Bu fakîrin bu makâmda husûsî bir kademi [adımı, yol alması] vardır. O da, rûhun tâbi’leri ile birlikte âlem-i halka dönüşüdür ki, onları Hak Teâlâ’ya da’vet eder. Rûh, bu zamân beden hükmünü alır ve ona tâbi’ olur. İş oraya varır ki, beden hâzır ise, rûh da hâzır olur. Beden gâfil ise, rûh da gâfil olur. Ancak namâz kılarken rûh, bütün mertebeleri ile birlikte Hak Teâlâ’ya yönelir, beden gâfil olsa da, onun teveccühüne mâni’ olmaz. Çünki namâz, mü’minin mi’râcıdır.

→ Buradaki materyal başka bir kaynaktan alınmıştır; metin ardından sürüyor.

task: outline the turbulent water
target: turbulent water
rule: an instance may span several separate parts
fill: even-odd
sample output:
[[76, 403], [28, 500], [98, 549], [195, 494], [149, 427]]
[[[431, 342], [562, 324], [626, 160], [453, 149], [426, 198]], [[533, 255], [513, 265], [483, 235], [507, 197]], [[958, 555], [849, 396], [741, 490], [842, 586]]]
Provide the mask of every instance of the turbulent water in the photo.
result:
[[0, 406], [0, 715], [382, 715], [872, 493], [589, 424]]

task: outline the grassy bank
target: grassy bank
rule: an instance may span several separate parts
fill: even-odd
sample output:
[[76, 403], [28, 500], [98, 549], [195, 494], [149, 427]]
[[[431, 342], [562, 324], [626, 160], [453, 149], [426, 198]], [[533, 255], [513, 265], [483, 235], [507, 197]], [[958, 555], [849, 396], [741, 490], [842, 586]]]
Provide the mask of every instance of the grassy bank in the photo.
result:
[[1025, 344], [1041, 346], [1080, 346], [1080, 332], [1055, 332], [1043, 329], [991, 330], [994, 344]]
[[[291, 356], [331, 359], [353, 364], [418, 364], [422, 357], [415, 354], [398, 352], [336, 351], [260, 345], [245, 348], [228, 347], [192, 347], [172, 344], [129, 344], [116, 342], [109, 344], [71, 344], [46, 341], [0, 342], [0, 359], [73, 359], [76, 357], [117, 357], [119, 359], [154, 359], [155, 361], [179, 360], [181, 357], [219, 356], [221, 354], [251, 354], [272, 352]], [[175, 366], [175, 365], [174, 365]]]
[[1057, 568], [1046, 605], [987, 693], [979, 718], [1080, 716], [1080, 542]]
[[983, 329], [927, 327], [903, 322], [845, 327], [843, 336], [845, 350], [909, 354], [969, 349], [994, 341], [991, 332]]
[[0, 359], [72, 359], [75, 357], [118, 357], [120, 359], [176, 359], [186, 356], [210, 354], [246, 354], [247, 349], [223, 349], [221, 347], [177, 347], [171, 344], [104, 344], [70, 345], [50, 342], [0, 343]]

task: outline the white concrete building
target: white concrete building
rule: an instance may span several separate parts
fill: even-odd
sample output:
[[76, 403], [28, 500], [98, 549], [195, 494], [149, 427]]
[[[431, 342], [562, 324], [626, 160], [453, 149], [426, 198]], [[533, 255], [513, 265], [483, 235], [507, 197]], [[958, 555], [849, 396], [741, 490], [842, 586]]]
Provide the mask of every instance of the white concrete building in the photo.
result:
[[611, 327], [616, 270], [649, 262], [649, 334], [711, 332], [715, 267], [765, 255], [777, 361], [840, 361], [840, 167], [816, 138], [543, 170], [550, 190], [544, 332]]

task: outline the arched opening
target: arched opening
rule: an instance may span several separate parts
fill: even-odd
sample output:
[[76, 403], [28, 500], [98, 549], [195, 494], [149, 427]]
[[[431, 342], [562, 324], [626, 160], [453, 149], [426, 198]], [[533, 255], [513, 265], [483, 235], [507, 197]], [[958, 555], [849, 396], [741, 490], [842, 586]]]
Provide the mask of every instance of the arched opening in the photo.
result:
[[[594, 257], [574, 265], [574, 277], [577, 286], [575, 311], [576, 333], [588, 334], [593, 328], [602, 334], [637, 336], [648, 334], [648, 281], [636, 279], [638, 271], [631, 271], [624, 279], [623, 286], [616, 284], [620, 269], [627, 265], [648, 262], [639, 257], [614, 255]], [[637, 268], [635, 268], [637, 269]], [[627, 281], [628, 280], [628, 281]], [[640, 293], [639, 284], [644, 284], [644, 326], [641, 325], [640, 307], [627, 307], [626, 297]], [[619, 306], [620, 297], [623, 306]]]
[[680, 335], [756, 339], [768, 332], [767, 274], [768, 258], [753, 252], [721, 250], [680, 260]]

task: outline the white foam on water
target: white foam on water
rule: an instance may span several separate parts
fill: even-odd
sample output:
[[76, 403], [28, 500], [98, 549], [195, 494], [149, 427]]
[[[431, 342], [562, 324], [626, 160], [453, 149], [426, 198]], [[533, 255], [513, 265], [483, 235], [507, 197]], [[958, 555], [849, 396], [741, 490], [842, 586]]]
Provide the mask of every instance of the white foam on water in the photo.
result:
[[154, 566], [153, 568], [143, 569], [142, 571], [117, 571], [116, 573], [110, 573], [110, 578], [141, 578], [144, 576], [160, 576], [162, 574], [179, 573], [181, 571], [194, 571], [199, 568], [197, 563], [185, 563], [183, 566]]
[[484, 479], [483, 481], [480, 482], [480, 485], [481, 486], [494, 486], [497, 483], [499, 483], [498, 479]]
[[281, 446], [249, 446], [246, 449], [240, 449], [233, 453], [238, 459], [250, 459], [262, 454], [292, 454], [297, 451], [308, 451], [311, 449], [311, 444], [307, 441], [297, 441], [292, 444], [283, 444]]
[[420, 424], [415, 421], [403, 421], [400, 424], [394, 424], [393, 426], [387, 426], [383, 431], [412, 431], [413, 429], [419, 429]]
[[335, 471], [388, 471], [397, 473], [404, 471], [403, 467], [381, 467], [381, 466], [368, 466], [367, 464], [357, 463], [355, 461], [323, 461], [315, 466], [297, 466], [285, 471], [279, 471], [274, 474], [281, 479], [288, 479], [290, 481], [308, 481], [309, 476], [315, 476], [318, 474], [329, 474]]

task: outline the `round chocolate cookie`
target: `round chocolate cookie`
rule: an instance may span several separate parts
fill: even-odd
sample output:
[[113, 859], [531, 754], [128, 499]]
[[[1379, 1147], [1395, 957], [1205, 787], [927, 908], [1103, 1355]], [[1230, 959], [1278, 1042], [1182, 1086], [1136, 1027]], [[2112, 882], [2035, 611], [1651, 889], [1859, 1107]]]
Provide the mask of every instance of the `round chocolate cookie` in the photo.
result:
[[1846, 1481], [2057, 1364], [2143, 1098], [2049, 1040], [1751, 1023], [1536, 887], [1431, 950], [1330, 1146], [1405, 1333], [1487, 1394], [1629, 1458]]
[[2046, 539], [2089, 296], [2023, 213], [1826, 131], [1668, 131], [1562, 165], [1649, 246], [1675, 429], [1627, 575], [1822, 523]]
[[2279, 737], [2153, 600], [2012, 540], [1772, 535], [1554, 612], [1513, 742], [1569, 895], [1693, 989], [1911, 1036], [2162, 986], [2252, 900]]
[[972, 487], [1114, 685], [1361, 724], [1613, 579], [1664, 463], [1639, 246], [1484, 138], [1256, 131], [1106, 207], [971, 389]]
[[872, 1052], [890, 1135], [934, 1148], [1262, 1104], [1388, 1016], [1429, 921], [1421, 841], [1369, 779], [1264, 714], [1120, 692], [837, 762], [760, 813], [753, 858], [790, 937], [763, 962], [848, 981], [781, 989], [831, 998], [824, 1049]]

Şunu da bildirelim ki, vâsılın [Hakka kavuşmuş olanın] bütün ma’nâsıyla vâki’ olan rücû’u [geriye dönüşü] da’vet makâmlarının en yüksek mertebelerindendir. Bu gaflet çoklarının huzûr sebebidir. Gâfiller bu gafletten gâfillerdir ve hâzır olanlar bu geriye dönüşten câhillerdir. Bu makâm, zemme benzeyen medh kabîlinden bir makâmdır. Her kısa görüşlünün idrâki ve anlayışı buraya ulaşamaz. Bu gafletin kemâlâtını beyâna kalkışırsam, aslâ hiç kimse huzûra kavuşmak arzûsunda olmaz. Bu o gaflettir ki, insanların seçilmişlerini meleklerin seçilmişlerinden üstün eder. Bu o gaflettir ki, Muhammedi “sallAllahü aleyhi ve sellem” bütün âlemlere rahmet edici kılar. Bu o gaflettir ki, velâyetten nübüvvete eriştirir. Bu o gaflettir ki, nübüvvetden risâlete ulaştırır. Bu o gaflettir ki, insanlar arasındaki evliyâyı, insanlardan uzak duran evliyâdan üstün eder. Bu o gaflettir ki, Muhammedi “sallAllahü aleyhi ve âlihi ve sellem” Sıddîk-ı Ekber’in “radıyAllahü anh” önüne geçirir. Bu o gaflettir ki, sahvı sekre tercîhe götürür. Bu o gaflettir ki, nübüvveti ve-lâyetten efdal eder. Bu o gaflettir ki, Onun sebebiyle irşâd kutbu, ebdal kutbundan üstün olur. Bu o gaflettir ki, Sıd-dîk-ı Ekberi “radıyAllahü anh”, “Âh, keşke Muhammed’in bir sehvi [yanılması] olaydım” dedirtmiştir. Bu o gaflettir ki, huzûr onun aşağı bir hizmetçisidir. Bu o gaflettir ki, kavuşmak onu elde etmenin başlangıcıdır. Bu o gaflettir ki, görünüşte inmek, gerçekte ise yukarılara çıkmaktır. Bu o gaflettir ki, seçilmişleri sıradan insanlar gibi yapar ve onların kemâlâtını insanların gözünden örter.
Mısra’:
Söylemeğe kalkarsam, şerhinin sonu gelmez.
Az çoğa işâret eder. Damla engin bir denizden haber verir. Hidâyet üzere olanlara ve Muhammed Mustafâ’nın izinden gidenlere selâm olsun. Aleyhi ve alâ âlihi mines-salavâti vet-teslimâti etemmühâ ve ekmelühâ.